KFCV is performed by taking the sample space of n observations and partitioning them into k distinct sets of data. Each of theses sets act as validation set, and the remainder as a training set. The test error would be estimated by averaging the MSE estimates of each k.
Validation set is pretty easy to implement as it’s only partitioning the training set, but you can’t account for the results being skewed as the result of the validation set taking in similar/drastically different observations. With this, error may also be overestimated.
library(ISLR)
## Warning: package 'ISLR' was built under R version 3.6.2
attach(Default)
set.seed(12)
glm.fit = glm(default ~ income + balance, data = Default, family = binomial)
FiveB = function() {
train = sample(dim(Default)[1], dim(Default)[1]/2)
glm.fit = glm(default ~ income + balance, data = Default, family = binomial,
subset = train)
glm.pred = rep("No", dim(Default)[1]/2)
glm.probs = predict(glm.fit, Default[-train, ], type = "response")

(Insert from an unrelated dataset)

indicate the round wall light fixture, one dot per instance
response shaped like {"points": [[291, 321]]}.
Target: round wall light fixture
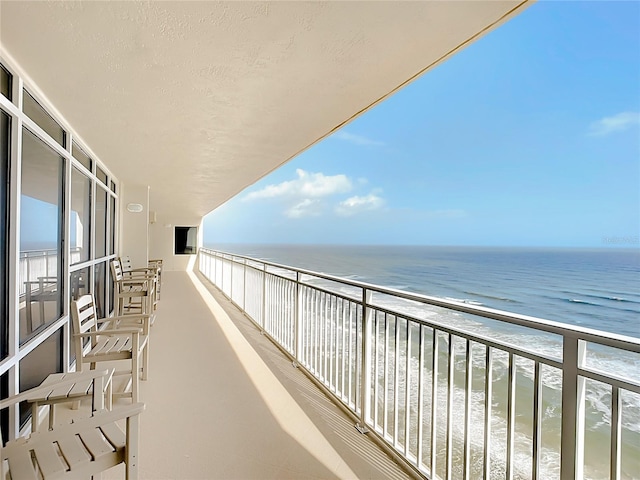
{"points": [[134, 207]]}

glm.pred[glm.probs > 0.5] = "Yes"
return(mean(glm.pred != Default[-train, ]$default))
}
epic = FiveB() * 100
print("The validation test error % is:")
## [1] "The validation test error % is:"
epic
## [1] 2.7
2.7% test error rate when using the validation approach
trial1=FiveB()
trial2=FiveB()
trial3=FiveB()
trial1
## [1] 0.0266
trial2
## [1] 0.0262
trial3
## [1] 0.0248
print("The average is:")
## [1] "The average is:"
(trial1+trial2+trial3)/3
## [1] 0.02586667
train = sample(dim(Default)[1], dim(Default)[1]/2)
glm.fit = glm(default ~ income + balance + student, data = Default, family = binomial,
subset = train)
glm.pred = rep("No", dim(Default)[1]/2)
glm.probs = predict(glm.fit, Default[-train, ], type = "response")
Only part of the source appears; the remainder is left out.